Specific Stock Market Report
My comment today is dedicated entirely to the stock market. Many of my readers are concerned over last week’s unpredictability and are clearly invested in stocks.
Let Us begin with the general consensus…
Whatever I read this weekend, the message was essentially the same: “The stock market is in huge trouble.” Stock market advisers are turning bearish in droves. You read a lot about the leading market indices breaking significant 50-day and 200-day trend lines, thus even the marketplace technicians have turned bearish.
I ‘ve been in this company a very long time; about 30 years. I’ve never found a stock market follow the direction of the consensus view. To put it differently, I doubt the stock market will make everyone happy and simply roll over, as the great bulk of analysts and investors consider it will.
Let Us move to the businesses that trade in the marketplace…
Gains in corporate America stay powerful. The poor market isn’t striking the large companies that are public. We’ve yet to find the 30 Dow Jones Industrial firms that are large report downgrade revisions to their estimated gains this year. Corporate America sits on over $ 1.0 trillion in cash.
At a dividend yield of 2.65%, the Dow Jones Industrial Average is still a great option to the approximate 2.5% return on the now S&P-downgraded 10-year U.S. Treasury. Stocks are cheap in relation to their dividend yields and price/earnings multiples in comparison to choices in the market, including Treasuries.
Going to the Fed and the authorities…
The authorities got what Wall Street needed: a large increase in its spending limitation. The authorities was granted permission by Congress to spend another $ 2.1 trillion of cash it does not have–make no mistake, Wall Street loves when the government has more cash to spend.
The Federal Reserve, it’s my belief, is getting prepared to come out with some new kind of QE3. Financial and fiscal policy stays not as inflexible as I’ve found in three decades of following the markets. Both the Fed and authorities stand ready to jump in and “save” the market again as needed. They are going to pull out all the stops…and that’s precisely why this bear market rally has survived as long as it’s.
Ultimately, let us look at what occurred last year in the stock market, as investors have really short-term memories.

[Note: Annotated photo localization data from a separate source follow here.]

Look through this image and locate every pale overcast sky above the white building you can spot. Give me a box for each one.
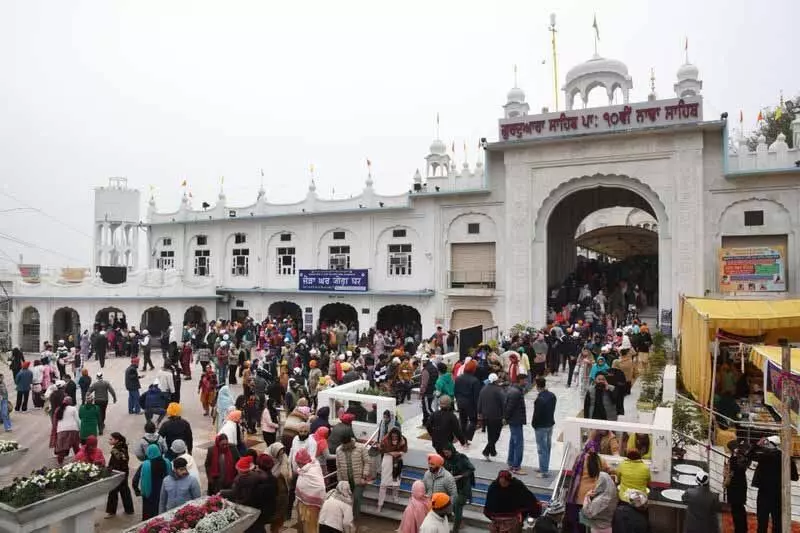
[0,0,800,267]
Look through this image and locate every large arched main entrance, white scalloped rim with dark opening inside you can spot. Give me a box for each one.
[533,175,671,322]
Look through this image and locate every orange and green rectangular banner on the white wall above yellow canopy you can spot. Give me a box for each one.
[719,246,786,292]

As of this past Friday, the Dow Jones Industrial Average was down just one percent for the year. Let us take a quick look back at last year. 2010 was began by the Dow Jones Industrial Average at about the 10,500 degree. Just in this way year, the Dow Jones Industrial Average rallied to the spring of 2010 from the start of 2010. In the summer of 2010, stock markets in North America crashed. By July of 2010, the Dow Jones was down 8.5% for the year–yes, 8.5%
We all understand what happened after that. The Dow Jones rallied from a low of 9,500 in the summer of 2010 to close at 11,500 by the end of 2010. The stock market really increased about 10% in 2010 despite a horrendous summer for stocks.
My message to my readers…
Do Not panic. It’s the worst thing you can do. Be realistic and take a look at the amounts. Stocks are just down one percent this year. If we look back at 2010, stocks were down 8.5% for year by the summer and they still came back to close a great year.
The bulk of investors and analysts are bearish on stocks now–and we know from previous experience the majority opinion, frequently called the consensus, is generally incorrect.
Corporate earnings are powerful. Its firearm to spend more has been loaded by the authorities. “Chopper” Ben Bernanke and his crew at the Fed are prepared to jump in and “save” the market again if desired.
By this stage in this report, you can tell I’m not prepared to give up on my belief that we’re still in a bear market rally that began in March of 2009. I really believe this bear market rally has more time. Yes, the bear market rally will finish and Phase III of the bear market will kick in–but it WOn’t be well-publicized.
If we were to look at this from a pure technical interpretation, the Dow Jones Industrial Average would have to drop below 9,658 for the bear market rally to formally finish (the midpoint between the March 9, 2009 low and the May 2, 2011 high). We’re Dow Jones Industrial Average. on the much from 9,658
That, my beloved reader, is the greatest stock market advice I can give you.